BIR calls on the steel processing sector to discuss new EU steel market regulations

The new Regulation on the EU steel market, which is due to come into force on 1 July 2026, will have a significant impact on the scrap market. This is according to The Bureau of International Recycling (BIR).

As recycled steel is critical to circular production, any changes to import conditions or quotas could destabilise global supply chains.

Key regulatory changes:

  1. Quota reductions. An updated tariff quota (TRQ) system is being introduced. Duty-free imports will be capped at 18.3 million tonnes per year, a 47 per cent reduction compared with 2024.
  2. Increase in duties. The duty for exceeding the quota limit will double — from 25% to 50%.
  3. Origin control. A ‘melt and pour’ requirement is being introduced to clearly determine the country of primary steel production. The European Commission will adopt the rules for verifying this criterion by 31 August 2026.

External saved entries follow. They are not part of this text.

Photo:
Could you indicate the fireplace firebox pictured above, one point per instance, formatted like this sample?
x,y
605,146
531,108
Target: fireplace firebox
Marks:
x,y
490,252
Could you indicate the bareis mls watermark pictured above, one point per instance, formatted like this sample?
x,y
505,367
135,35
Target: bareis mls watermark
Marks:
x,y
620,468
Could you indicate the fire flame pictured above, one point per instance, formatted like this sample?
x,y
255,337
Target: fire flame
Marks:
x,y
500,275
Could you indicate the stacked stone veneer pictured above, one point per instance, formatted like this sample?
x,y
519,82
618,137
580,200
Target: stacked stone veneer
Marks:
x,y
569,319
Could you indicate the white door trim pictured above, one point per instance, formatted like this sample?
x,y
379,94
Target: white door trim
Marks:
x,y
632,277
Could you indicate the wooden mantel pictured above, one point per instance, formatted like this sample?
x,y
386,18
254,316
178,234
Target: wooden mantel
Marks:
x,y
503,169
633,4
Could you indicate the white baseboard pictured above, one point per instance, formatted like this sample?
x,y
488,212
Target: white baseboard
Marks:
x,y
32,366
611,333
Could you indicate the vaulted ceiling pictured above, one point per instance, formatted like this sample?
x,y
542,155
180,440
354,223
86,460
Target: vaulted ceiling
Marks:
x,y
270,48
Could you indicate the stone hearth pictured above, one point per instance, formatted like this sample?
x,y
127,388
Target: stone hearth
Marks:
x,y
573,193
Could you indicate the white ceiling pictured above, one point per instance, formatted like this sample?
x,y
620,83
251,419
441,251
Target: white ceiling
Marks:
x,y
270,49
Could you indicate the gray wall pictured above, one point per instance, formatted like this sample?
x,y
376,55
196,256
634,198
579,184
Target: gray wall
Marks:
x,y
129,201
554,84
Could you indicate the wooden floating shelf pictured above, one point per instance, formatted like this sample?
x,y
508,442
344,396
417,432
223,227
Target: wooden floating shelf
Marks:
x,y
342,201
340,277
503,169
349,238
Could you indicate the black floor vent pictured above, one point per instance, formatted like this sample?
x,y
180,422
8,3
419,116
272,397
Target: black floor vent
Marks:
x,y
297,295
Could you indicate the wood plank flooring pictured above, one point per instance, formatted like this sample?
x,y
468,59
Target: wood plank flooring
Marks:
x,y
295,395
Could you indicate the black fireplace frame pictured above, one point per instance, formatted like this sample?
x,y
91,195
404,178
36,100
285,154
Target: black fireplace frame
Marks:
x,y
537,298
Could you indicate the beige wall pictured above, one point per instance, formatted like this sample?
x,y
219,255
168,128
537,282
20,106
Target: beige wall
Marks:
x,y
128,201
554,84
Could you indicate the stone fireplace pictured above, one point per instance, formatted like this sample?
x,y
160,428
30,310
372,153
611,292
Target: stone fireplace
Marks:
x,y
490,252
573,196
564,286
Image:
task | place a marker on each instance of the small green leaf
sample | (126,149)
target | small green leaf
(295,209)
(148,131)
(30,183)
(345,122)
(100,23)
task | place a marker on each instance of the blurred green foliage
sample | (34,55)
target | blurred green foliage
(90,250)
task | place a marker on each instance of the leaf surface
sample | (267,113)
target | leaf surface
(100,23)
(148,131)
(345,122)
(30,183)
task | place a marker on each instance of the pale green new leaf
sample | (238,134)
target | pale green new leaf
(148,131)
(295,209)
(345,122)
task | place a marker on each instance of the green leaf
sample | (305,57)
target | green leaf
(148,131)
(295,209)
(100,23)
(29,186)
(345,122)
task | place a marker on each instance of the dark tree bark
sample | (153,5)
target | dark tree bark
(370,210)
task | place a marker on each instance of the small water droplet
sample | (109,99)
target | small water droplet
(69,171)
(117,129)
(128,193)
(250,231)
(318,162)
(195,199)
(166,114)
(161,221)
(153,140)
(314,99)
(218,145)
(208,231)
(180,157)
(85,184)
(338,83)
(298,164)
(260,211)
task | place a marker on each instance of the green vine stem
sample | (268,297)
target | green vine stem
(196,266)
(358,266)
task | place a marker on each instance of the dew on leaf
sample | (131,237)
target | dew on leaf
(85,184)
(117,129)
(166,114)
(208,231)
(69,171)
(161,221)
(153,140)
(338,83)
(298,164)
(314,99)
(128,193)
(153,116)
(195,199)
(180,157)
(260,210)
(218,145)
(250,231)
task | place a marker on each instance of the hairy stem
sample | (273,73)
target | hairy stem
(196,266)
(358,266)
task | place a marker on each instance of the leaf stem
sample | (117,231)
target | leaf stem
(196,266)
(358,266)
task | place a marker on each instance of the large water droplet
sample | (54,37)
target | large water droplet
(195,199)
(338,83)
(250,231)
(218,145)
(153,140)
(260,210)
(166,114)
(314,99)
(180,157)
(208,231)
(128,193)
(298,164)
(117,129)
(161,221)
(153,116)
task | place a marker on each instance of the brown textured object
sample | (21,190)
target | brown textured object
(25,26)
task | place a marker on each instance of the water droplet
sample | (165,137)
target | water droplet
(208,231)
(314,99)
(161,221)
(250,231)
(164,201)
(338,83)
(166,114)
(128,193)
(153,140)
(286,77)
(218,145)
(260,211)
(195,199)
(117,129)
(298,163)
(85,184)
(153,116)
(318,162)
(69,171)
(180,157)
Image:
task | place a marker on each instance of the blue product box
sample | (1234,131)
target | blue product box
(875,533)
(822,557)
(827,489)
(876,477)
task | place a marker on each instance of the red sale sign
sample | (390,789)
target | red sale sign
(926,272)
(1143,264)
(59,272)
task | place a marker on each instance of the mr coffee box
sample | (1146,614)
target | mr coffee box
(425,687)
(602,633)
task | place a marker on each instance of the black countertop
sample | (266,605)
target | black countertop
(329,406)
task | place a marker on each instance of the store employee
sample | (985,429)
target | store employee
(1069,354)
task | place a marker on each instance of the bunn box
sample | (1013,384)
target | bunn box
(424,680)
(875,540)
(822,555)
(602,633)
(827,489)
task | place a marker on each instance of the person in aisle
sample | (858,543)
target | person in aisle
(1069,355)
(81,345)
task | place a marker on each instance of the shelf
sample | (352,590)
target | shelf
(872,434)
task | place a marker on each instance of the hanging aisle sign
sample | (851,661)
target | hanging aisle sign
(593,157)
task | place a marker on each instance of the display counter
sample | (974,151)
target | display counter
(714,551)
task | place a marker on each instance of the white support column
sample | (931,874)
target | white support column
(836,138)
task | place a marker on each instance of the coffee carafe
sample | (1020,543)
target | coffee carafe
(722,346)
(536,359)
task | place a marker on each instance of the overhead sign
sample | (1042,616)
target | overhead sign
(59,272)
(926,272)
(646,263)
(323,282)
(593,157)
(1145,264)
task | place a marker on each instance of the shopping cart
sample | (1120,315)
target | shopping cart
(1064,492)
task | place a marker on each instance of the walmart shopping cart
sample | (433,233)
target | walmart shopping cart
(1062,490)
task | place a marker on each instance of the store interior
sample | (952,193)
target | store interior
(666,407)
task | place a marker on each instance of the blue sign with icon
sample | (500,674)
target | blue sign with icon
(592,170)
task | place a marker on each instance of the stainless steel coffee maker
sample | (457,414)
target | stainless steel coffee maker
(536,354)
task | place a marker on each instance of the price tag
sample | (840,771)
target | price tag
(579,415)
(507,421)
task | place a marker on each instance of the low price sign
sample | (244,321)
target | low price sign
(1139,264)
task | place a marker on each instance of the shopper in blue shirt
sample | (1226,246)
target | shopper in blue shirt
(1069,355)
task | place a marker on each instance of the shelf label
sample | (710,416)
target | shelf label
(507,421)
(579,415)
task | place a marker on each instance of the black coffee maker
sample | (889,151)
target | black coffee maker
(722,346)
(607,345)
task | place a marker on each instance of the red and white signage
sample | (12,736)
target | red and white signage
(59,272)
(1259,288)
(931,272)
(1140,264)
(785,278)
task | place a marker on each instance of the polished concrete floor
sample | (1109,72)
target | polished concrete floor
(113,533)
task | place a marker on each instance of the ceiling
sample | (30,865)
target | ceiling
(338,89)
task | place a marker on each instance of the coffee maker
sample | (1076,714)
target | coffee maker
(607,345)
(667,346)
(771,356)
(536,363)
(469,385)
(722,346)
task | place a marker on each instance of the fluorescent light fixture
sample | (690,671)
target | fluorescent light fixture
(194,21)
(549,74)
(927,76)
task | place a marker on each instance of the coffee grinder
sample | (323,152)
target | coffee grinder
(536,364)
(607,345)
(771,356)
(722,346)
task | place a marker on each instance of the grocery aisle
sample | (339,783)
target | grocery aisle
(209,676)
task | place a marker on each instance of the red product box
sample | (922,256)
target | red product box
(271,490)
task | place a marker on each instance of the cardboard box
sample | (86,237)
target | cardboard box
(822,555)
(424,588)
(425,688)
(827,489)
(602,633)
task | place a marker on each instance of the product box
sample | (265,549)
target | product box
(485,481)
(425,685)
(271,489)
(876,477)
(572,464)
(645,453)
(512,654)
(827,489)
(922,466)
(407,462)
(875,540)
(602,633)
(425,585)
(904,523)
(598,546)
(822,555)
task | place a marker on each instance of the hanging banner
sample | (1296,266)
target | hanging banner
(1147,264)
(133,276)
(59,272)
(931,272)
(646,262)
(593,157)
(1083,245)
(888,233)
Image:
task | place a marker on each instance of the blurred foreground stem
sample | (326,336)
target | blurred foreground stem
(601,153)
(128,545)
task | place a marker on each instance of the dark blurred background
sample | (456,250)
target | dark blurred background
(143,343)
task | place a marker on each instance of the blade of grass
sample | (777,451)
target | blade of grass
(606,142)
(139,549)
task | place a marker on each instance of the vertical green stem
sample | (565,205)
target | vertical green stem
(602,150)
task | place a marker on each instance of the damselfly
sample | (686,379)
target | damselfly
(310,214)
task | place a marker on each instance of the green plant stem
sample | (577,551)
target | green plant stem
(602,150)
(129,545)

In this regard, the European Commission has launched a public consultation, which will run until 2 July 2026, to develop a practical verification mechanism in collaboration with industry.

The BIR calls on participants in the scrap and recycled steel markets to actively engage in the discussion. This will enable the new requirements to be adapted to real-world commercial practices without undermining the circular economy. Together with Recycling Europe, the BIR is ready to engage in constructive dialogue with European institutions to support open and fair markets for recycled materials.

As reported by GMK Center, on 8 June the Council of the European Union adopted a regulation establishing a new system to protect the bloc’s steel market. The new rules will replace the EU’s current safeguard measures, which expire on 30 June this year.